For the first meeting, Alex asked each departmental representative to come prepared with one thing: what concerns do you have? This conversation led to a list of action items that spurned everyone into action.
“It will take 4 weeks to train on the team on X” → Agreed! Sales Enablement has a project. Go.
“Our salesforce account view is not set up to handle Y” → Correct. Rev Ops has a project. Go.
Once everyone is in motion and working towards the same goals the standing meeting agenda can morph. A few ideas for topics:
Align on top target accounts for the period
Review current campaigns and results
Adjust campaign timing based on readiness
Resolve cross-functional blockers
Start Campaigns Early (Even Before You’re Fully Ready)
Alex’s advice: start running campaigns while you're still phasing out MQLs. Why?
It builds muscle memory
It shows progress
It surfaces gaps you’ll need to close before you scale
Starting small is an opportunity. Anyone in the company can suggest a campaign and can see both the effort and impact. Critically, these campaigns have to have clear start and end dates, target a specific list, and be evaluated on pipeline impact (the long term metric we now care about!).
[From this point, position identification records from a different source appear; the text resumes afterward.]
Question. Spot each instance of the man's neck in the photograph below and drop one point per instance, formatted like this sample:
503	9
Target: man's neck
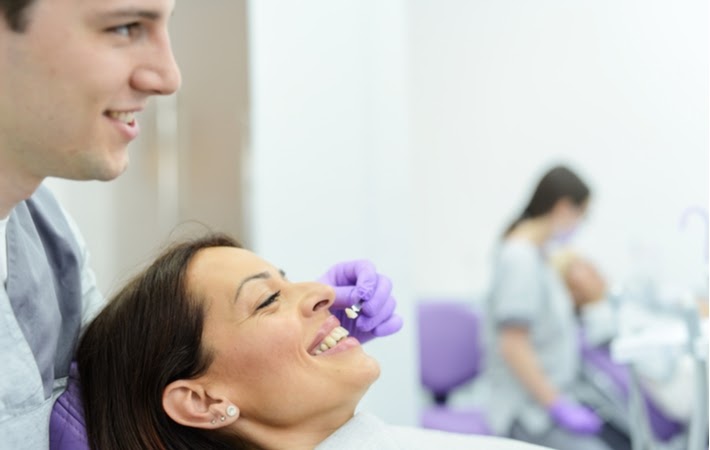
15	187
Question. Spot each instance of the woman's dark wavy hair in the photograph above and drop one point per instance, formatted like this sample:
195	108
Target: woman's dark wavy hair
15	13
149	335
558	183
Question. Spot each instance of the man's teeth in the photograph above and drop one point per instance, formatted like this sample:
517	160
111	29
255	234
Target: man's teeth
125	117
335	336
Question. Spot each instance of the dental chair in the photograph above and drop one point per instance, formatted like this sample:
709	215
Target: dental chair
450	355
611	383
66	425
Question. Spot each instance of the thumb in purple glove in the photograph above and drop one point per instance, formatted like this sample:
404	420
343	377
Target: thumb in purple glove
356	281
574	417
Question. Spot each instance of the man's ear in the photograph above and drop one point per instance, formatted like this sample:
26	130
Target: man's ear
188	403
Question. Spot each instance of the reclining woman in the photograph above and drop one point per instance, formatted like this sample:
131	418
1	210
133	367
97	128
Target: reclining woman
212	347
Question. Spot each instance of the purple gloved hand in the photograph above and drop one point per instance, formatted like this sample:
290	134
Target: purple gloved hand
357	280
574	417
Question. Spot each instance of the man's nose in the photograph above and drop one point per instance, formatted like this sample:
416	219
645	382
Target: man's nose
159	73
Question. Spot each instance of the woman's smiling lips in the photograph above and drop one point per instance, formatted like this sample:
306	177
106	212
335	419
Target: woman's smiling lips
331	338
125	121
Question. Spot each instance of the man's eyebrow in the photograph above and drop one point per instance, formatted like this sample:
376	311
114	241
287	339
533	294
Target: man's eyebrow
259	276
131	13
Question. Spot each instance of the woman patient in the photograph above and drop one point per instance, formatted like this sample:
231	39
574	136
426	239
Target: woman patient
211	347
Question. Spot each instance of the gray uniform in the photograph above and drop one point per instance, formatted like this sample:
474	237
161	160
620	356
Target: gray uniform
49	294
528	292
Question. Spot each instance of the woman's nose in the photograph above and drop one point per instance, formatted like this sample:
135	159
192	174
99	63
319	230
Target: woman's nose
315	298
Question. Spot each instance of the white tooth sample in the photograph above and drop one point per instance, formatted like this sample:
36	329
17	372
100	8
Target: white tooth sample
337	333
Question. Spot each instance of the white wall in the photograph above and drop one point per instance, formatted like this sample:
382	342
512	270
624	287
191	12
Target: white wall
501	90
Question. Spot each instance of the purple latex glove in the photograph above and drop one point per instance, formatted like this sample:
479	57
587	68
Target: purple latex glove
358	280
574	417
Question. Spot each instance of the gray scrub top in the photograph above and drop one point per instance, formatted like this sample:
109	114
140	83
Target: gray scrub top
526	291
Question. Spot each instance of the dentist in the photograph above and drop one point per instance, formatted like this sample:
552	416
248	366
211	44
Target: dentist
73	76
534	360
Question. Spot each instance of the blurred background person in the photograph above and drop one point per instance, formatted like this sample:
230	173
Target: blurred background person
668	379
533	359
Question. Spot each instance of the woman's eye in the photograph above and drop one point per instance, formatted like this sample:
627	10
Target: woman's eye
270	300
126	30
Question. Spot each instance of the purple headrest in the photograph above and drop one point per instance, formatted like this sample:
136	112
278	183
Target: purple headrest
66	426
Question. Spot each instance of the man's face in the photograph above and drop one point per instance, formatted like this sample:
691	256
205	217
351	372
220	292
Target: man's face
71	83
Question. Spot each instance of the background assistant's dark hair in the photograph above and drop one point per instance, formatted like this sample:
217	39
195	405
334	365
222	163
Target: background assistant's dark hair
149	335
558	183
15	13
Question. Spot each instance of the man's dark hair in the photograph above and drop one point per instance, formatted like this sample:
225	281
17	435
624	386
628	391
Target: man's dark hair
15	13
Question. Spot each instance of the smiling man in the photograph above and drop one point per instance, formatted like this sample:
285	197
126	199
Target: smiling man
73	76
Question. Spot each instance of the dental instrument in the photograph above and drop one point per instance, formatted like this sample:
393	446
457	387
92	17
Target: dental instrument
353	311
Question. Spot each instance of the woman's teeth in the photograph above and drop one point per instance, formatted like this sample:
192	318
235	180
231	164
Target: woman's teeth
125	117
330	341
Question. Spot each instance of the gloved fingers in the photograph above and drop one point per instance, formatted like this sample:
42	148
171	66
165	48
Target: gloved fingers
373	304
352	273
389	326
365	323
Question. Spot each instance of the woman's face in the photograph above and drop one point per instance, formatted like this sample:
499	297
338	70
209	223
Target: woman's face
264	331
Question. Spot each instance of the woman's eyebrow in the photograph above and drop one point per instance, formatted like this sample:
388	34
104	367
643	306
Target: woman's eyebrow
259	276
131	14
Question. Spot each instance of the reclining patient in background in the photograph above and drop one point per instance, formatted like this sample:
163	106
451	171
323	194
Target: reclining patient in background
669	380
212	347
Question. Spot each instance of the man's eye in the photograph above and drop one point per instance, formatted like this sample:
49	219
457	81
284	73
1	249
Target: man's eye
270	300
126	30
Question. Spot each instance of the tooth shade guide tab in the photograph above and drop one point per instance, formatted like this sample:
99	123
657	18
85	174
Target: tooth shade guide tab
354	311
332	340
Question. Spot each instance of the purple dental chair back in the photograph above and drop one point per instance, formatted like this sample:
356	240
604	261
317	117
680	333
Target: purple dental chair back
450	355
663	428
66	425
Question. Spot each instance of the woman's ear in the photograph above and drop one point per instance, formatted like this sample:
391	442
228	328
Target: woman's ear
189	404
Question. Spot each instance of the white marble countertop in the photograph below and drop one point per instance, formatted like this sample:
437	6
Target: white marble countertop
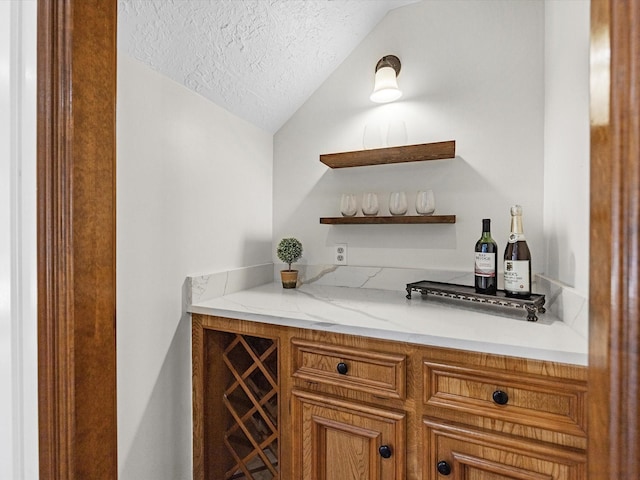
389	315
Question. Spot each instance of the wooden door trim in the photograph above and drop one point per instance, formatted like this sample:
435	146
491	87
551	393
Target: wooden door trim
76	239
614	326
66	43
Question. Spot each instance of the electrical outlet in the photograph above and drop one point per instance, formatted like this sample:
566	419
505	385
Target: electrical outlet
340	254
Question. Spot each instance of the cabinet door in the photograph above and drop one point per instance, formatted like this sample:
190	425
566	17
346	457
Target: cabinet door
453	451
338	440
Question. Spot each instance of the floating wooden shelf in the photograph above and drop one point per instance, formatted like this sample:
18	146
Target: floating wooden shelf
382	156
400	219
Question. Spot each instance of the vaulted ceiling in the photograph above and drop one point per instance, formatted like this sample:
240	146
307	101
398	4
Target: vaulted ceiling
259	59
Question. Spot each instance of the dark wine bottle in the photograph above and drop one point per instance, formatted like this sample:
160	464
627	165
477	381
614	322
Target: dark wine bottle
517	259
486	271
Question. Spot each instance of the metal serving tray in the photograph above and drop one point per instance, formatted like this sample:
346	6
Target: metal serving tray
468	295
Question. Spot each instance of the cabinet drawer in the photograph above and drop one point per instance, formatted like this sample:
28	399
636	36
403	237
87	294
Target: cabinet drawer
532	400
466	454
380	374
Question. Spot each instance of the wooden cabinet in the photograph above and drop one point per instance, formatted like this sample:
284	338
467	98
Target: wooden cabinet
377	373
273	402
491	418
336	439
340	438
462	453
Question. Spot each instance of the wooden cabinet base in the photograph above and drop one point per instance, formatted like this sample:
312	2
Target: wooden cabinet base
337	439
468	454
274	402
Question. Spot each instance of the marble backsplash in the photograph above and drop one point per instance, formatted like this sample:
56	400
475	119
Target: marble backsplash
562	301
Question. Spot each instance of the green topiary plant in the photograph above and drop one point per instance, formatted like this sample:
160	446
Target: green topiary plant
289	250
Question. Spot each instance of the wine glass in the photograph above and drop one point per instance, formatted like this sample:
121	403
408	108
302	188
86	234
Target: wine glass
425	202
398	203
370	204
348	206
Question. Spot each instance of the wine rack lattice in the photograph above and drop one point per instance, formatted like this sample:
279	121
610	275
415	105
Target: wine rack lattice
251	400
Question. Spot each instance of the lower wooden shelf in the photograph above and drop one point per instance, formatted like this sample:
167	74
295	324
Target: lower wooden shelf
400	219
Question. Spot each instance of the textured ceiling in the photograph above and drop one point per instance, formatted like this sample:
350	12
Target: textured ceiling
259	59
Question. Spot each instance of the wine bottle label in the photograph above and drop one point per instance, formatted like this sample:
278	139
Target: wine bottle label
485	264
516	275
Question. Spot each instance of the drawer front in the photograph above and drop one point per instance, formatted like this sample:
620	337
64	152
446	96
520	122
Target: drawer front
380	374
467	454
537	401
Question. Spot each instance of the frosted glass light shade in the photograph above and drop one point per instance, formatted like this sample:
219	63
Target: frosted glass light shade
386	86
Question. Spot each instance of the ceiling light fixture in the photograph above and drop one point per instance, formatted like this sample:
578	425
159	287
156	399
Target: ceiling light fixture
386	83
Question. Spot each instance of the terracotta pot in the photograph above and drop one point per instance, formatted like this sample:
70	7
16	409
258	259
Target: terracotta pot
289	278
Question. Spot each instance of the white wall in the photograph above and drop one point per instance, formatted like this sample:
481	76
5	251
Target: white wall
566	174
194	188
18	308
471	72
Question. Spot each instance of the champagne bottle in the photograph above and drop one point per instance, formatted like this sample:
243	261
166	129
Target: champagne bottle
486	271
517	259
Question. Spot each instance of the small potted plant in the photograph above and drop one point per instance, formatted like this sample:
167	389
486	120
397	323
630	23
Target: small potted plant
289	251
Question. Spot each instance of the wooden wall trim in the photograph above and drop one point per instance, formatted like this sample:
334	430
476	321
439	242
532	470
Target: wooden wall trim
76	239
614	336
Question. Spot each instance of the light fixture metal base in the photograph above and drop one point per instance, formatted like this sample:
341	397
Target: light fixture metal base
389	61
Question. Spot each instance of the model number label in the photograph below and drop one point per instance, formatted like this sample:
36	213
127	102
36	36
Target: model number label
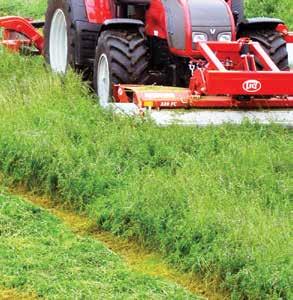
168	104
251	86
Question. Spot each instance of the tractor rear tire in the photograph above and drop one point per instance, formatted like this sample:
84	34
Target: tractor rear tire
121	58
60	33
274	45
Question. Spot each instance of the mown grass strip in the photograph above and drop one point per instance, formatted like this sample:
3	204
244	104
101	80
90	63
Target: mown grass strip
215	201
42	257
138	259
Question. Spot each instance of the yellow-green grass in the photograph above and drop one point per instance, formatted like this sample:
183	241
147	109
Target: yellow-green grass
41	258
213	200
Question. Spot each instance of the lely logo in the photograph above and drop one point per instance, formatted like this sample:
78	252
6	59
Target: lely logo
251	86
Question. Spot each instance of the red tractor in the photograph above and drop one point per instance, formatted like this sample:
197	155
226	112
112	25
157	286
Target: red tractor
165	53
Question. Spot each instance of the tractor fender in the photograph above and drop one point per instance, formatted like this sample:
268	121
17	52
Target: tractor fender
257	23
121	23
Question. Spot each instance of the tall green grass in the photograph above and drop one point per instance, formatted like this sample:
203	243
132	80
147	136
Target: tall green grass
41	255
215	200
270	8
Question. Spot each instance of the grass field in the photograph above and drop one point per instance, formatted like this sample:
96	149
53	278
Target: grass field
215	200
41	258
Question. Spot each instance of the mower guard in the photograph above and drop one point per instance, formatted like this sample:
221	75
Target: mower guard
229	79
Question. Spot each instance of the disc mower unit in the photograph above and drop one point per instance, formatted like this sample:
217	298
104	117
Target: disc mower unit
165	54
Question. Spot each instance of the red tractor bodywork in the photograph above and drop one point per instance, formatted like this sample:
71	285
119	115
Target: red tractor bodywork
228	76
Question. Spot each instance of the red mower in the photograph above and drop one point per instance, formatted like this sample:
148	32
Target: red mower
167	54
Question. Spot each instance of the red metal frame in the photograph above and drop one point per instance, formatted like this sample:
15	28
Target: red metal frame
229	72
288	36
229	75
19	32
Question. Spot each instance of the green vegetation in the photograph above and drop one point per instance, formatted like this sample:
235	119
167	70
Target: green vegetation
24	8
270	8
213	200
38	254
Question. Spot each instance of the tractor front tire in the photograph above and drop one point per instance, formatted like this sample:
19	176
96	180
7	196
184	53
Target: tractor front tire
59	33
121	58
273	43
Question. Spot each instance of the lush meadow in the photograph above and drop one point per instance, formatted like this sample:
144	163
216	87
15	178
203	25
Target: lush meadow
215	200
41	257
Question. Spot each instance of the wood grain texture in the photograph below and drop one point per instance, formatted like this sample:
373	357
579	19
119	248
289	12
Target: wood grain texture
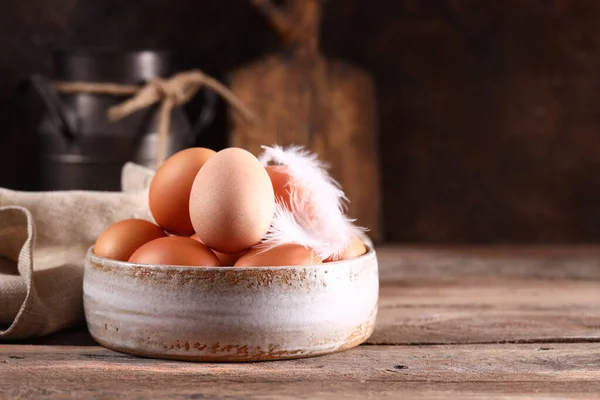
507	371
301	98
488	294
410	264
488	311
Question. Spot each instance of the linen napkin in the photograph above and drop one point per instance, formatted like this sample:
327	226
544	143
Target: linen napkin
43	240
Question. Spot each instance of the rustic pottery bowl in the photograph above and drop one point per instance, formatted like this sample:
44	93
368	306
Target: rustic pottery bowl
230	314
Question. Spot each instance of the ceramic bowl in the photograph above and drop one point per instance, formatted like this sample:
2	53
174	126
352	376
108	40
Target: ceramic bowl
230	314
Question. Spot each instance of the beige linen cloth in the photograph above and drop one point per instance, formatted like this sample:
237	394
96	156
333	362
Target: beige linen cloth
43	240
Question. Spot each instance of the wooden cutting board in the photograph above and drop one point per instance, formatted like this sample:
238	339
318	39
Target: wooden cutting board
302	98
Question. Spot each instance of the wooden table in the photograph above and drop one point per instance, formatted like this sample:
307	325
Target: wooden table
453	323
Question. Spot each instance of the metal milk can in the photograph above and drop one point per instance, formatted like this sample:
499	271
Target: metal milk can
79	147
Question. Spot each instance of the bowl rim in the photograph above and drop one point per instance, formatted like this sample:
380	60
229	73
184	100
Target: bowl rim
90	255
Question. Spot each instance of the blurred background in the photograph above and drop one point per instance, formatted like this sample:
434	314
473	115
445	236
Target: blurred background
487	112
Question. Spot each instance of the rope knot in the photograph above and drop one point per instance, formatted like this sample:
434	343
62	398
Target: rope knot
171	89
174	91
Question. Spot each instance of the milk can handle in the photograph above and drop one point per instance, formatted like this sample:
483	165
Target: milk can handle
208	112
47	92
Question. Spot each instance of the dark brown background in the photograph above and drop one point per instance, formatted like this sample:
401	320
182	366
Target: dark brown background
489	110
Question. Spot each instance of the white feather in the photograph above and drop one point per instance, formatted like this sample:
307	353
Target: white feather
326	229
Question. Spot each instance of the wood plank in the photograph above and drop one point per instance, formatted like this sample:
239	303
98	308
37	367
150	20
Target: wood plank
488	311
507	371
401	263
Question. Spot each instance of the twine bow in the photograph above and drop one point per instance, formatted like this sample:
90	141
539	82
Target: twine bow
172	92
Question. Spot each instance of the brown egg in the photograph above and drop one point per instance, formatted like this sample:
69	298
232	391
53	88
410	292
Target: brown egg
356	248
175	250
232	201
285	254
120	240
227	260
170	188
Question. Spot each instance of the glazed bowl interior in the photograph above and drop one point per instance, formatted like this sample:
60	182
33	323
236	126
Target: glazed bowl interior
208	313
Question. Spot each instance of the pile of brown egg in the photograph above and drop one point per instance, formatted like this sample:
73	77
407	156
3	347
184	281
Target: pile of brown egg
211	209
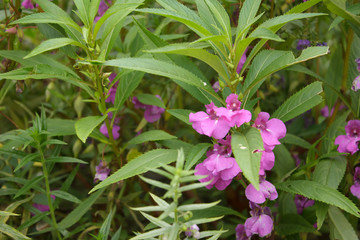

Yes, these first efforts are scrappy and manual. But they help the company get comfortable with a new way of thinking and build confidence that this isn’t just a marketing experiment and is actually the new GTM model.
ABM at Scale
Most companies should start with a small number of high value accounts, but as you scale up, Alex recommends building a tiered model:
Enterprise or Tier 1 Accounts → 1:1 with bespoke touches
Mid-market or Tier 2 Accounts → 1:few segmentation and campaigns
Velocity accounts or broader SAM → 1:many playbooks
Every quarter, accounts are retired and refreshed based on progress. The marketing team owns that process, with feedback loops to engage sales, CS, and product teams.
Ultimately, you’ll have to prove this model out while you build it. This kind of transformation requires leadership, process, and real deliverables. You need to set a standard and show the company what good looks like before the results fully materialize.
And when you do? Suddenly, the whole company is speaking the same language—and you’ve got the foundation for a much more durable go-to-market engine.